Cette hypothèse, bien que valide, repose sur une vision binaire du genre (fille/garçon), ignorant la diversité des identités (non binaires, queer, etc.). Elle invisibilise les expériences des personnes ne correspondant pas à ces catégories traditionnelles). De plus, elle occulte la complexité des rapports de pouvoir et des dynamiques sociales. Une approche intersectionnelle peut permettre d’explorer comment classe sociale, ethnicité et handicap interagissent avec le genre pour produire des expériences de violence différenciées.
Les filles hésitent à dénoncer les violences sexuelles et psychologiques en raison de la stigmatisation sociale et de la peur des représailles, notamment dans des contextes où les normes culturelles renforcent leur vulnérabilité. Les garçons sont moins enclins à signaler les violences physiques à cause de la honte associée à la victimisation et de la pression sociale pour incarner la force et la résilience. De plus, la méfiance envers les institutions, jugées inefficaces ou complices (enseignants non formés, corruption), décourage également les signalements. Cette hypothèse révèle des dynamiques genrées clés, comme la stigmatisation des filles et la honte des garçons, qui freinent le signalement des violences. Une analyse plus critique aurait pu déconstruire ces attentes genrées et inclure les expériences des personnes LBGTQ+, souvent réticentes à signaler des violences par crainte de discrimination ou d’incompréhension institutionnelle. Enfin, la méfiance envers les institutions, bien que mentionnée, peut gagner à être analysée de manière intersectionnelle en montrant comment elle est amplifiée pour certains groupes marginalisés (p. ex., les filles rurales issues de milieux pauvres).
Notre hypothèse contextuelle (régionale/institutionnelle) est également validée par notre analyse documentaire. Elle souligne que les violences genrées sont aggravées dans des contextes spécifiques, tels que les zones en crise (comme la crise anglophone) et les milieux ruraux. Dans ces régions, la déliquescence des structures étatiques, la corruption et le recours accru à des pratiques traditionnelles patriarcales (mariages précoces, normes de genre rigides) exacerbent les violences.

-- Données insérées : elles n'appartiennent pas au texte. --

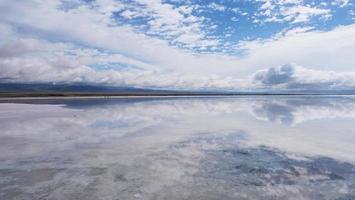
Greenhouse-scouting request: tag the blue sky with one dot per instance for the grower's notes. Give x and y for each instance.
(193, 44)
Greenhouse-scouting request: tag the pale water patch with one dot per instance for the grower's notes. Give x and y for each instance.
(178, 148)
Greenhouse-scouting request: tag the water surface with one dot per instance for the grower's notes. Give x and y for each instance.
(275, 147)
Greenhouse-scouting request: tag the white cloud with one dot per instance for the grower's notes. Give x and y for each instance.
(297, 77)
(293, 11)
(35, 49)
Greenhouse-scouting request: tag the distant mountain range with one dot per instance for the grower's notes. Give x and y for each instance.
(77, 89)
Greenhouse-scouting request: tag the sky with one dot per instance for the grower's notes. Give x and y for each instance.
(176, 44)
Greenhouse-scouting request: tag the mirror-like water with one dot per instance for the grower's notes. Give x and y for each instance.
(298, 147)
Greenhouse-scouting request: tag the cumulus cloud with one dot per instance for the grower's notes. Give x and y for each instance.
(292, 76)
(87, 44)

De plus, le manque de formation des acteurs éducatifs, souvent majoritairement masculins, et leur incapacité à identifier et gérer les violences genrées contribuent à perpétuer l’impunité. Cette hypothèse intègre des facteurs structurels (déliquescence des institutions, corruption, normes patriarcales) qui exacerbent les violences genrées, notamment dans les contextes de crise et les milieux ruraux. Cependant, elle omet d’explorer comment ces structures affectent les personnes LBGTQ+, souvent confrontées à des violences spécifiques (exclusion, persécution) dans des contextes normatifs rigides. De plus, elle ne mobilise pas suffisamment l’intersectionnalité pour analyser comment tribalisme, népotisme ou validisme interagissent avec le genre et produisent des expériences de violence différenciées. Enfin, si le manque de formation des acteurs éducatifs est mentionné, l’hypothèse n’aborde pas leur formation à une approche inclusive.